Back to my old habits again

It's been at least three years since I had a good meal at Shintori, and I thought tonight might be the perfect time to take a nostalgic stroll down that bamboo path leading up to the glass cube entrance. It all started during a conversation in the office about new places to eat in Shanghai. My colleagues were eager to try something different and away from the Bund, so we took a cab downtown to explore some of the more local areas of the city. 


Our first stop was along Donghu Road, where El Willy and Sichuan Citizen were located. As usual, El Willy was impossible to get in without a reservation, and tonight there wasn't even standing room at the bar. I didn't want to eat Sichuan for dinner two nights in a row, so we walked down the road looking for other alternatives. At some point, I started checking Google Maps and realized that we were just a block away from Julu Road, where Shintori, People 7 and Mesa were located. I brought up the idea of eating modern Japanese, and both my colleagues were keen to try. And so within minutes, we found ourselves standing outside the doorway leading into Shintori.


Some people would describe walking into Shintori for the first time an ethereal moment where you feel transported to a different world the moment you take your first step through the entrance.

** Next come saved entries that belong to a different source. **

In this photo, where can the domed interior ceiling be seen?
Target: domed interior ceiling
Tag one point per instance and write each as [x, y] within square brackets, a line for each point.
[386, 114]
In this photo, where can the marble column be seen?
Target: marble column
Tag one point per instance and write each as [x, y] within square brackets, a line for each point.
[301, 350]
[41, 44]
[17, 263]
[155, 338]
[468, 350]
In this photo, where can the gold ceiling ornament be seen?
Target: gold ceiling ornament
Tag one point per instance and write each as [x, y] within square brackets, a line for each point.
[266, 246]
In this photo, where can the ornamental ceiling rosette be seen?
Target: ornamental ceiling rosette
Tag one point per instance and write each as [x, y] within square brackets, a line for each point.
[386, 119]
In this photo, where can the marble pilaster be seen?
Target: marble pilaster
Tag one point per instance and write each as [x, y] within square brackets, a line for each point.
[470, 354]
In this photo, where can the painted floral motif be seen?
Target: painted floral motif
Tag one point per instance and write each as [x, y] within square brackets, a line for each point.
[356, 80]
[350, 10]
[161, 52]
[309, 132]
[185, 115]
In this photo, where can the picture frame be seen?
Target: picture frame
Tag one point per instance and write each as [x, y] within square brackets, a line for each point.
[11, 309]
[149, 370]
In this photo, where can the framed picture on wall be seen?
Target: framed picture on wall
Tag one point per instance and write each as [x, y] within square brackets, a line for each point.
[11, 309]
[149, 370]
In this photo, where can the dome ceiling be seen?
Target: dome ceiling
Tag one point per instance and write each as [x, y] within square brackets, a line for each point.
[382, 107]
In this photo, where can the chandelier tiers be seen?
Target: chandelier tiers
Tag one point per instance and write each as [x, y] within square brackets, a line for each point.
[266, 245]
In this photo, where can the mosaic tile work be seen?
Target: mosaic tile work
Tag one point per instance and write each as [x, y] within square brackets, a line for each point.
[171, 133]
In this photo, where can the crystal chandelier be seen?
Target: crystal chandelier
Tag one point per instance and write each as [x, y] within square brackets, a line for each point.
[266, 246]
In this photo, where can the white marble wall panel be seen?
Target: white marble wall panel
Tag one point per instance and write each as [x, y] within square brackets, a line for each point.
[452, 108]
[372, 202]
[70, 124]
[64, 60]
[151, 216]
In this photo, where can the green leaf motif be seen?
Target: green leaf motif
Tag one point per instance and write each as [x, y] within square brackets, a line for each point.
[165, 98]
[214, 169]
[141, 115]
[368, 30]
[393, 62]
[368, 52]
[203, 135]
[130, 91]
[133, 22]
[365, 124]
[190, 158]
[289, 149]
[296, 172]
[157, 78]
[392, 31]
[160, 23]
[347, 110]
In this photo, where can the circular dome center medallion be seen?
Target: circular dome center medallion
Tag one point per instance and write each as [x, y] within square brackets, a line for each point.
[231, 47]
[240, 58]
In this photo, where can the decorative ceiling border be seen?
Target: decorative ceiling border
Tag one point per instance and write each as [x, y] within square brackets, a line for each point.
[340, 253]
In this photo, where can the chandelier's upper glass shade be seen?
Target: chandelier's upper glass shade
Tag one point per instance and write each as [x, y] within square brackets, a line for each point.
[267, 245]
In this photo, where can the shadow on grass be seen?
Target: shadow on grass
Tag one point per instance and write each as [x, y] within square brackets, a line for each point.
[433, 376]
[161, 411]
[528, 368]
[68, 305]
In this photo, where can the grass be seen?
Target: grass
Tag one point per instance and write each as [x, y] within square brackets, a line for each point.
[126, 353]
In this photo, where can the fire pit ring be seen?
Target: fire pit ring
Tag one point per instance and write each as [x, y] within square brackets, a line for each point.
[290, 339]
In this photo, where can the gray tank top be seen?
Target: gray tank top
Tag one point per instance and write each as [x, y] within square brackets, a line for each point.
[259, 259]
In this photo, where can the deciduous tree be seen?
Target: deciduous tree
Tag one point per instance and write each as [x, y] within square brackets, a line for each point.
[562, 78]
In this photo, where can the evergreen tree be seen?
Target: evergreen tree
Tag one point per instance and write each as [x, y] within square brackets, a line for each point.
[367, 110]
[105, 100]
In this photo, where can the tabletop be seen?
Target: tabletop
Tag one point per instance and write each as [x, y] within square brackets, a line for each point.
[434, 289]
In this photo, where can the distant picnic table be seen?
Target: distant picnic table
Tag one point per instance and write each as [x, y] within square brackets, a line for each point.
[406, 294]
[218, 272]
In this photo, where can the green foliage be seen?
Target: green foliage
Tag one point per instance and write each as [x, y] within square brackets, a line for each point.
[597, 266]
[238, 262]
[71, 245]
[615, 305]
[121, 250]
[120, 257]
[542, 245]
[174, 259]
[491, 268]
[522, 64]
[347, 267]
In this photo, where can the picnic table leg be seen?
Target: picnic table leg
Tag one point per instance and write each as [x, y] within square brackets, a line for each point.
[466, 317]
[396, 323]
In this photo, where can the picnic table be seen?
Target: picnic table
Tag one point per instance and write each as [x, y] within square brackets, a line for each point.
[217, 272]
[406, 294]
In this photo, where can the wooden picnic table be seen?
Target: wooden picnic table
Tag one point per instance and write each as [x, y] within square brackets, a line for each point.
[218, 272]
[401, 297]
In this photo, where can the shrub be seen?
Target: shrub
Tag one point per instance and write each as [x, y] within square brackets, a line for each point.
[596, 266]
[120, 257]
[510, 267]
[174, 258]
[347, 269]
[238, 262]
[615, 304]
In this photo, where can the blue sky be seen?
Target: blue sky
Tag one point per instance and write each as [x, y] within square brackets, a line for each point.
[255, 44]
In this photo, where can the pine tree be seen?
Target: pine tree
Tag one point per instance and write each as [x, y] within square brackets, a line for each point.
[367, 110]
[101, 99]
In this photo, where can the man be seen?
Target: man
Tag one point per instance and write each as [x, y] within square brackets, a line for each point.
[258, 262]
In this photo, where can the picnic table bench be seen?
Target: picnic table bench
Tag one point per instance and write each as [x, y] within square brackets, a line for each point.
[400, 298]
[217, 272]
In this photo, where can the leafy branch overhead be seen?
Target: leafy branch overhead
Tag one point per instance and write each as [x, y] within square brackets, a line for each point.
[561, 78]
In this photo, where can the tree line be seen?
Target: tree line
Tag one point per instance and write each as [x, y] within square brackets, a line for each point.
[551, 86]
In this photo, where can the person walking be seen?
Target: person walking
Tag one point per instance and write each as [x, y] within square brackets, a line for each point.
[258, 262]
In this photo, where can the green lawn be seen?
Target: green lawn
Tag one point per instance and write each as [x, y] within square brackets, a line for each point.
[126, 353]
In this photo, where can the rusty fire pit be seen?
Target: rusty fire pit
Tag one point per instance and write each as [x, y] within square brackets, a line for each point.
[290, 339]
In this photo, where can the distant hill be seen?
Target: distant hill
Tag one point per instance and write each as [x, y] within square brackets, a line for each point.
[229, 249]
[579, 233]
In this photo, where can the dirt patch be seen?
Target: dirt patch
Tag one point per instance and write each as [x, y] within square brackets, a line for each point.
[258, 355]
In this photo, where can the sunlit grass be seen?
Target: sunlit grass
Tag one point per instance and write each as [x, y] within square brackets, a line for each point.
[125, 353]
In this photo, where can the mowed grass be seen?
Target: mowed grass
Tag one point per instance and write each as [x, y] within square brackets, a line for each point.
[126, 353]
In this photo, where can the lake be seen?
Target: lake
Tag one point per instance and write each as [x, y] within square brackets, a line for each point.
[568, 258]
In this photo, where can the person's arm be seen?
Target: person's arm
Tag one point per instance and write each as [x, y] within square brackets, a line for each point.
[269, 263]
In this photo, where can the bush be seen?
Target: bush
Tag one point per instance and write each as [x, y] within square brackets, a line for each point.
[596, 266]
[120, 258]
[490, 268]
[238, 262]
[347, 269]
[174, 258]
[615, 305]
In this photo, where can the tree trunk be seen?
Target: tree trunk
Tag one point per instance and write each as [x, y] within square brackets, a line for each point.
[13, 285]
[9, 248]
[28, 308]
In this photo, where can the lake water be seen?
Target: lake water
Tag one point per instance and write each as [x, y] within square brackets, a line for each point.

Both my colleagues were awed by the serenity that greeted us as we walked through the non-descript doorway along Julu Road with the tiny number '803' on a metal plaque. Most people would have missed it, but those "in-the-know" get a kick out of taking their friends there and seeing the look of amazement on their faces as the sliding doors around the glass cube open up, revealing the foyer and main dining hall just beyond the door.




Shintori had not changed one bit these past few years. It was still bustling and we were only able to get counter seats. The menu looked a little different, but most of the dishes were familiar. I pointed out a few signature dishes for my colleagues to try, but decided to go with the kaiseki set instead. At RMB280, it seemed like a very good deal, with 6 courses covering the usual kaiseki dishes of an appetizer, sashimi, tempura, grilled meat, soup, rice and dessert. 

What really impressed me was the freshness of the ingredients, and the perfectly blended flavors. The only slight disappointment was the dessert, which was too ordinary, given that Shintori has always been known for their modern Japanese interpretations. Maybe I was just expecting to get a slice of the green tea tiramisu that my colleague was eating.



I'm glad to know that in this city of everchanging dining experiences, some good things haven't changed yet. I love Shintori the way I love a good secret vacation hideaway, so I'm only sharing this with a few people, especially when I want a quiet dinner out in the city by myself.